NOAA-SWPC / IPE

Ionosphere Plasmasphere Electrodynamics Model
GNU General Public License v3.0
6 stars 10 forks source link

WAM-IPE issues on Phase 3 #11

Closed akubaryk closed 4 years ago

akubaryk commented 5 years ago

Having done no testing myself, this is from @wanghj2015 in NOAA-SWPC/WAM-IPE#334:

When the 'no_netcdf' version run on phase 3 with debug mode, it caught the error:

forrtl: error (73): floating divide by zero:
NEMS.x 0000000000621DD1 module_med_swpc_m 3233 module_MEDIATOR_SWPC_methods.f90
NEMS.x 0000000000616874 module_med_swpc_m 2960 module_MEDIATOR_SWPC_methods.f90

Or this line in module_MEDIATOR_SWPC_methods.F90:

        data_curr=data_prev*exp((hgt_prev-hgt_curr)/H_avg)
wanghj2015 commented 5 years ago

For phase 3 issue, using Raffaele’s suggestion for now:

You may just skip that line until we settle on a cleaner solution:

if (H_avg > 0) then data_curr=data_prev*exp((hgt_prev-hgt_curr)/H_avg) else data_curr=data_prev endif

And cycled runs on phase 3 started.

akubaryk commented 5 years ago

Fix has been incorporated into ipe_refactor_dev_wam with the latest commit.

rmontuoro commented 5 years ago

This problem is caused by WAM fields being imported with 0 values at the first coupling time step, and it occurs only in legacy code (newer code includes a sanity check).

Regridding and interpolation/extrapolation should be skipped in the SWPC mediator for the first coupling time step, so the committed fix may not be necessary.

akubaryk commented 5 years ago

Apparently this only occurs when the GSM is compiled with debug flags, which aren't well supported.
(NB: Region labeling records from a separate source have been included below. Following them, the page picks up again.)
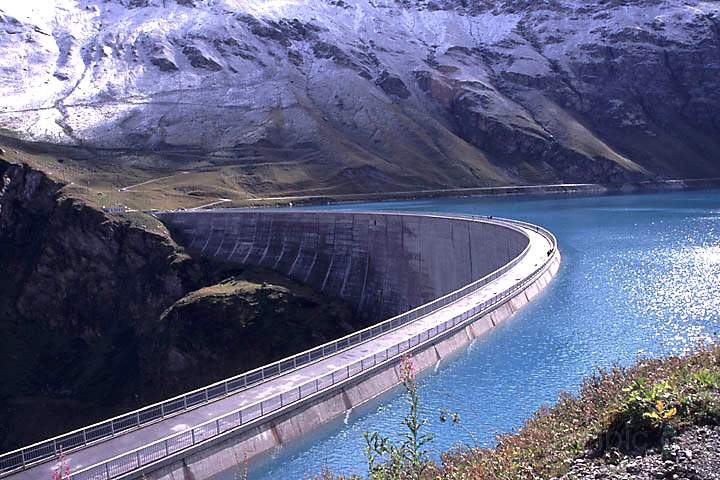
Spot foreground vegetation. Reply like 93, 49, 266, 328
322, 344, 720, 480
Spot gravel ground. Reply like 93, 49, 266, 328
562, 426, 720, 480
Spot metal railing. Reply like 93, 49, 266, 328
64, 218, 557, 480
0, 216, 555, 478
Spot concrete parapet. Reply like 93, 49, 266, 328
141, 212, 560, 480
158, 211, 528, 321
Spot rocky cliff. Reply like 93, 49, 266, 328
0, 0, 720, 194
0, 160, 362, 451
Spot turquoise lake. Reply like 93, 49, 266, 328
218, 190, 720, 480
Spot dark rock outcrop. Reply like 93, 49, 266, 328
0, 160, 361, 451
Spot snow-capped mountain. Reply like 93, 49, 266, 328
0, 0, 720, 190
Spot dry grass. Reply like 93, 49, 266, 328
318, 345, 720, 480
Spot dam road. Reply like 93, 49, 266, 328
0, 209, 560, 480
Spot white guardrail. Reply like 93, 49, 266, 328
0, 212, 557, 480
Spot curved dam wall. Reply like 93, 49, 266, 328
156, 210, 528, 321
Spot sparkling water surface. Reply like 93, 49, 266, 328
217, 190, 720, 480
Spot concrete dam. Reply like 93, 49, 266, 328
0, 209, 560, 480
158, 211, 528, 320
I'm inclined to revert ba7d9e9 and close this -- let me know if anybody has any thoughts, will go ahead with this plan later in the week if nobody objects.
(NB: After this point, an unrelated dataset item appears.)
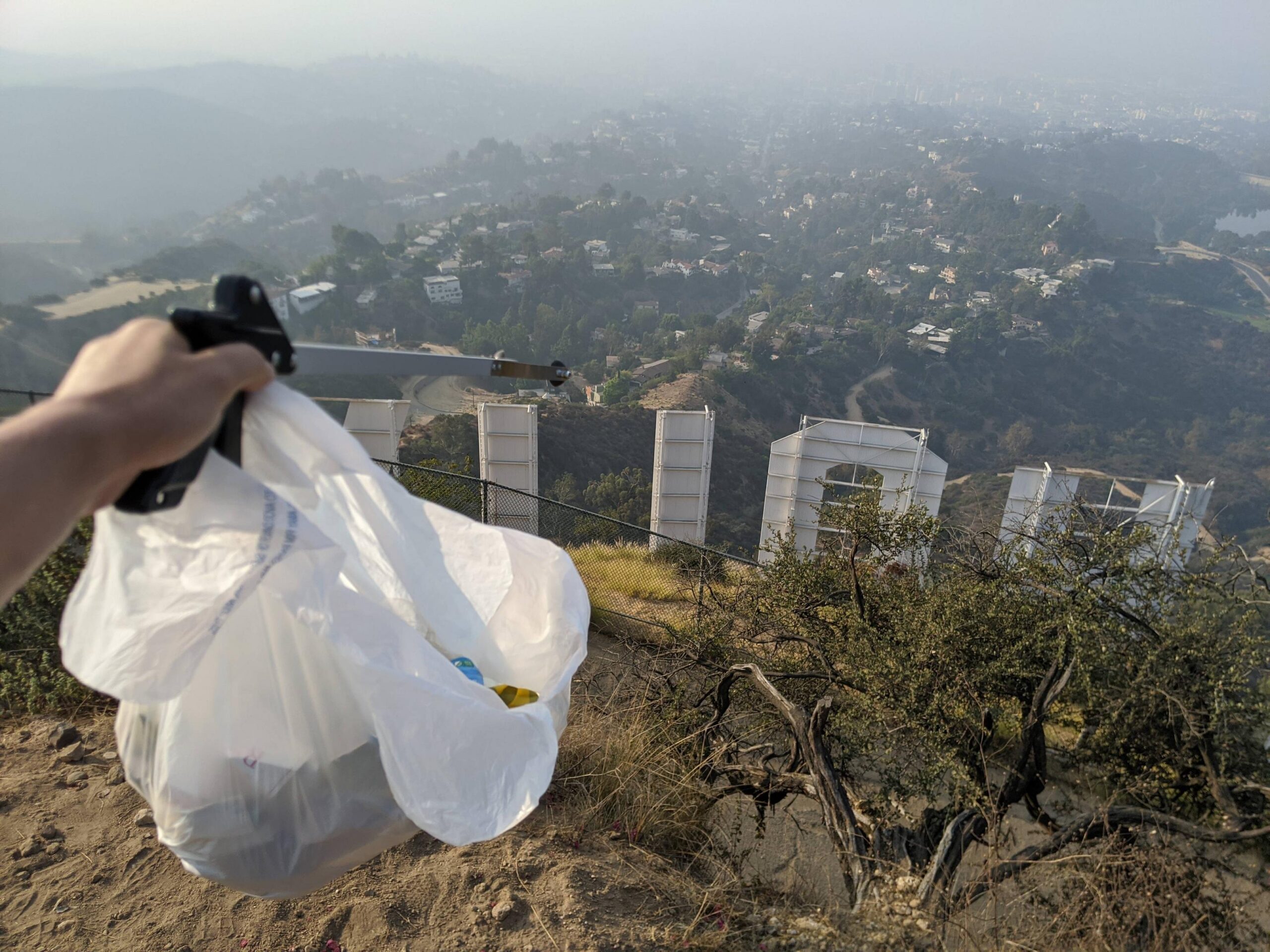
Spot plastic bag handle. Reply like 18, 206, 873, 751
114, 274, 296, 513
wanghj2015 commented 5 years ago

Found that runs on phase produced 'NaN's in molecular ions. An example showing the zonal mean field of no+:

image

akubaryk commented 5 years ago

This isn't something specific to Phase 3, it's an issue with the WAM initial conditions. (On Phase 3) I swapped in some balanced WAM ICs we have that are labeled for 2015030100, changed the initialization date in the sigio/sfcio header to 2019060400, and after integrating for several hours, there are no NaNs in any of the IPE fields.

It's worth noting that there are no stability warnings from the GSM in my run, while they are present in abundance when starting with the DA-enabled WAM ICs. This strongly suggests that the imbalances created from the analysis increment are causing some issues within IPE. What the exact cause is needs further investigation.

wanghj2015 commented 5 years ago

@akubaryk It would be worthy to know what kind of "stability warnings"? Trying to figure it out. Would you mind to copy and paste some of them? Too many printouts to figure out what's trying to look for. Do you get 'NaN's also?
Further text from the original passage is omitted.